Camina, Sancho, camina detrás o al lado de tu señor, quien te conducirá por senderos de gloria. Toda la vida de Don Quijote ha sido la consideración de un camino. Así fue la salida de Don Quijote y Sancho de tierras catalanas, camino de Castilla a través de Aragón. Todo acabó.
Todo menos el sueño de Don Quijote. Lo imposible que concibió Waserman era posible para él. Don Quijote dice a Sancho que planea entregarse a la vida pastoril. El sería el pastor Quijotiz, Sancho el pastor Pancino, el bachiller el pastor Carrascón y hasta el cura sería el pastor Curiambro. A Dulcinea no le muda el nombre, pues “cuadra el de pastora como el de princesa”. Dulcinea es inamovible.

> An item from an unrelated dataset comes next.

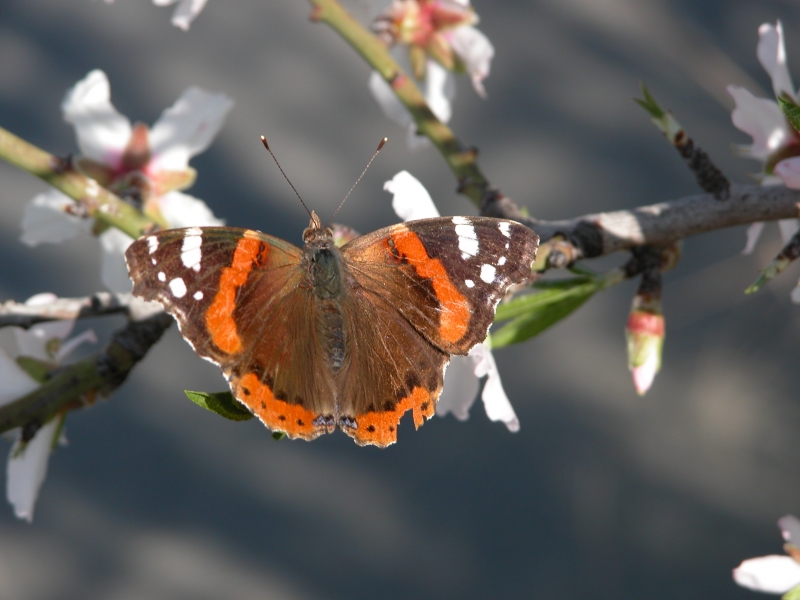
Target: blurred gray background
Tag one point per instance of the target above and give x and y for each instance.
(601, 494)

Dulcinea es el ideal, el rostro que soñamos, el refugio que anhelamos, el rayo azul crepuscular que ilumina nuestras noches. Dulcinea es el ideal y Don Quijote el eterno idealista. Vencedor o vencido, el idealista siempre se mantiene en pie.
Camino de la Mancha, Don Quijote no causa lástima, sino admiración. La razón anida en el recóndito albergue de su locura, según la feliz expresión del poeta inglés Wordsworth. Don Quijote, dice Menéndez y Pelayo, oscila entre la razón y la locura. Su derrota no es más que aparente. Su aspiración permanece íntegra. Quedará siempre de él, del invencible caballero Don Quijote de la Mancha, la alta idea que pone el brazo armado al servicio del orden moral y de la justicia.